Der Besucher wird also, wenn er den Ausstellungssaal betritt, erst einmal von der Fülle überwältigt. Und dann wird er allein gelassen. Denn auf eine Beschriftung hat man verzichtet. Da darf man also raten, welche Schüsseln und Schalen bereits im Rokoko entstanden, seit wann in Meissen jegliche Form, die es auch mit anderen Dekorationen gab, mit dem Zwiebelmuster verziert wurde. Offensichtlich ist nur, dass das Hinzufügen von Figuren bei Salzfässchen, Etageren, Girandolen und Tafelaufsätzen erst im Historismus aufkam, sodass nun auch Fleischtöne und einige andere Farben, wenngleich sparsam, mit dem strengen Blau-Weiß konkurrieren. Denn die Geschichte des Zwiebelmusters ist die Geschichte der Blaumalerei. Bereits Böttger hatte versucht, eine Farbe zu finden, die der Importware aus dem Fernen Osten entsprach. Wahrscheinlich waren in China die ersten Keramiken mit dem Unterglasurblau bereits in der Tang-Zeit (618 – 907) entstanden und in den nachfolgenden Jahrhunderten perfektioniert worden. Besonders geschätzt wurden sie dann von den Ming-Kaisern (1368 – 1644), während die nachfolgende Qing-Dynastie monochrome Glasuren oder die Buntmalerei bevorzugte.

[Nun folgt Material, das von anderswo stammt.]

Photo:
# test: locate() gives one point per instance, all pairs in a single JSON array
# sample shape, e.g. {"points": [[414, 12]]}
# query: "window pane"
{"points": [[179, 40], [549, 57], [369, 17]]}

Damals wanderte blau-weiß dekoriertes Porzellan, das nicht den Ansprüchen des Hofes entsprach, in den Export, nach Indien und Persien genauso wie nach Europa, wo es vielfach als Inbegriff der China-Ware galt. Deshalb erwartete August der Starke, wie ein Notizzettel überliefert, von seiner Manufaktur Porzellan mit „Rohadabläh“ (was als schöner Erfolg der gegenwärtig angepriesenen Methode des „Schreiben nach Hören“ gelten kann. Denn gemeint war, sächsisch intoniert, das „Roi de bleu“). Aber Böttger blieben stabile Ergebnisse versagt. Die Brände glückten manchmal – und wurden dann sofort dem Kurfürsten präsentiert. Aber oft genug gingen sie auch daneben. Erst um 1739 war man so weit, eine kontinuierliche Produktion aufzunehmen. Auf welche Vorbilder das Zwiebelmuster zurückgriff, wird noch immer diskutiert. Sicher ist jedoch, dass die „Zwiebel“ keine Zwiebel ist. Die drei Früchte auf der Fahne der Teller sind Granatapfel, Pfirsich und Fingerzitrone, drei chinesische Glücksfrüchte, die für zahlreiche Söhne, Langlebigkeit und viel Glück stehen. Aber diese exotischen Früchte kannten die Maler in Meissen natürlich nicht.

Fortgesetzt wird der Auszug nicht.